P438 Maladaptive decision-making is associated with psychological morbidity in people with Inflammatory Bowel Disease.
Grinsted Tate, L.(1);Johnson, L.(1);Jones, G.(2);Lobo, A.(3);
(1)University of Sheffield, Medical School, Sheffield, United Kingdom;(2)School of Social Sciences- Leeds Beckett University, Department of Psychology, Leeds, United Kingdom;(3)University of Sheffield and Sheffield Teaching Hospitals NHS Foundation Trust, Academic Department of Gastroenterology, Sheffield, United Kingdom
Background
Inflammatory Bowel Disease (IBD) is a chronic relapsing-remitting inflammatory condition. Due to its long-term, multifaceted nature, patients will need to make many complex decisions during their treatment.
The Melbourne Decision Making Questionnaire (MDMQ) assesses the use of four decision-making styles. Vigilance is the only style considered adaptive, with a thorough, analytical approach. Buck-passing (avoiding responsibility), procrastination and hypervigilance (a hurried, anxious approach) are considered maladaptive.
This study aimed to assess the impact of psychological morbidity, health-related quality of life (HRQoL) and demographic/disease factors on decision-making in IBD.
Methods
People over the age of 16 with IBD completed the MDMQ. Psychological morbidity was assessed by the DASS-21 questionnaire, and HRQoL by the EQ-5D-3L/EQ-5D-Y. Demographic data included age, gender, ethnicity, Index of Multiple Deprivation quintile, educational level and employment status. Diagnosis, disease duration and age at diagnosis were also recorded.

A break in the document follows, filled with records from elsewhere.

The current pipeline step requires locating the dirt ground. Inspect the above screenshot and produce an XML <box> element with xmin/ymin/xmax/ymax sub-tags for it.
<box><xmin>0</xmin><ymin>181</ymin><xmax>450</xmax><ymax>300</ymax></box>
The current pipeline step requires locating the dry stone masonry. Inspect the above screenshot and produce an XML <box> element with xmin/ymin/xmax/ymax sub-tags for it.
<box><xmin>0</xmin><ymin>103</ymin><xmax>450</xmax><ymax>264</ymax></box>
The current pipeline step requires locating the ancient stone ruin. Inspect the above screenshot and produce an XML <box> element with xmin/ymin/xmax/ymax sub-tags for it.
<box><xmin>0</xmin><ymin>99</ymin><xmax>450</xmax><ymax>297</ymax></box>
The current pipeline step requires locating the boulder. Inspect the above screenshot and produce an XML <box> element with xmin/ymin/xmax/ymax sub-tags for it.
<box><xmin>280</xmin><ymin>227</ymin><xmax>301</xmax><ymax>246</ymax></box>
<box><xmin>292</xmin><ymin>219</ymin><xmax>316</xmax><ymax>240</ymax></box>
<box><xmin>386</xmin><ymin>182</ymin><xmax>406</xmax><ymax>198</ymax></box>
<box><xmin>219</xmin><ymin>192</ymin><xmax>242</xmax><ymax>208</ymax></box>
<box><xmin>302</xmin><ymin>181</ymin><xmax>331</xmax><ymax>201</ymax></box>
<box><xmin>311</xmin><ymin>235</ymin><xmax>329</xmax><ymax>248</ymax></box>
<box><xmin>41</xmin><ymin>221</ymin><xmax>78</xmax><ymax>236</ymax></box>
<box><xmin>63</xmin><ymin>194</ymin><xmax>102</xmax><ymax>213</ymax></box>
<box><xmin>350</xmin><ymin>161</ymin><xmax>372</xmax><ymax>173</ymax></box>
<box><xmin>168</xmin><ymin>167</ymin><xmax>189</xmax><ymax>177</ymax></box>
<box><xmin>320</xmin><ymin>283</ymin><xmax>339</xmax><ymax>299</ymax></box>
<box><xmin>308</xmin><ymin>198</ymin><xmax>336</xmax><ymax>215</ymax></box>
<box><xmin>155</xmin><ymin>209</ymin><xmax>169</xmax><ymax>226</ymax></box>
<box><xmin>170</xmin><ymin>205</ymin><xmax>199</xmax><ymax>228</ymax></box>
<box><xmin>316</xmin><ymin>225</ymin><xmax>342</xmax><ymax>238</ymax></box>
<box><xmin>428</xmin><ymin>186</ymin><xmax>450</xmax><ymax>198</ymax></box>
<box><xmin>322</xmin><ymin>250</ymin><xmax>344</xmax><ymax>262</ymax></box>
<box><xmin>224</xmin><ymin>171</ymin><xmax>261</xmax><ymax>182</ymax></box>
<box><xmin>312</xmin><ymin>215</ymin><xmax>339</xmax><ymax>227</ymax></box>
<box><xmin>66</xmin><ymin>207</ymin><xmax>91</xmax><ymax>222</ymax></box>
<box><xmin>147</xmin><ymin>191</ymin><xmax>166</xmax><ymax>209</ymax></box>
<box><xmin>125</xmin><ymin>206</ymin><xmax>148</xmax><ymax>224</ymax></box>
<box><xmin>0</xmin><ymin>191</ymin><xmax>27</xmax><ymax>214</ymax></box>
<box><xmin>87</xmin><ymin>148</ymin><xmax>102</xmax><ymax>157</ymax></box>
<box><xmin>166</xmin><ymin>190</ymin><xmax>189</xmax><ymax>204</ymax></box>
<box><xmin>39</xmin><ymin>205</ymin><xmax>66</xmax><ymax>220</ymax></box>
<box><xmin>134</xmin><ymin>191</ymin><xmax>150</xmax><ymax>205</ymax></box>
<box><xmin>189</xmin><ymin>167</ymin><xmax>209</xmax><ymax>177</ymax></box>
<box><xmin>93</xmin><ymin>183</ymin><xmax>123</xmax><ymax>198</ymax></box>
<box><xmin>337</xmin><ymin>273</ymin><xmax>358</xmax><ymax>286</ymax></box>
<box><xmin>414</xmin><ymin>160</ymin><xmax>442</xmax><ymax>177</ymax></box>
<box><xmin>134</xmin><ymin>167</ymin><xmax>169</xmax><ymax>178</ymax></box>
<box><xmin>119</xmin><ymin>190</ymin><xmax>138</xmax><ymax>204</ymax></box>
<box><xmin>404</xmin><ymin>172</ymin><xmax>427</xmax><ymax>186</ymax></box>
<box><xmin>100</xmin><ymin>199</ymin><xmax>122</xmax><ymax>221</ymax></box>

Exploratory analysis of all variables against scores for each of the four decision-making styles was conducted. Significant results were used to perform multivariate analysis. All statistical analysis was performed using IBM SPSS Statistics software (v26).
Results
172 patients were studied (94 CD, 75 UC, 3 IBD-U, 68 (39.5%) male), median age 46.5 (16-83). Median MDMQ scores for vigilance, buck-passing, procrastination and hypervigilance were 10/12, 3/12, 2/10 and 3/10 respectively.
Multivariate analysis showed strong positive associations between psychological morbidity scores and all three maladaptive decision-making styles: buck-passing (F(1, 95)=12.512, p=0.001), procrastination (F(1, 115)=35.009, p<0.001) and hypervigilance (F(1, 114)=34.342, p<0.001). Age and duration of disease were not associated with decision making style.
Current employment and higher HRQoL scores were significantly associated with greater degrees of buck-passing (F(3,95)=5.100, p=0.003; and F(1, 95)=6.351, p=0.013 respectively). A diagnosis of CD was associated with lower vigilance score (F(2, 133)=3.224, p=0.043).
Conclusion
People with IBD are likely to have an adaptive decision-making style, demonstrated by a high median vigilance score. However, psychological morbidity is associated with maladaptive decision-making – an important consideration for clinicians and in shared decision making. Further studies are required to determine whether interventions for psychological morbidity can improve maladaptive decision-making.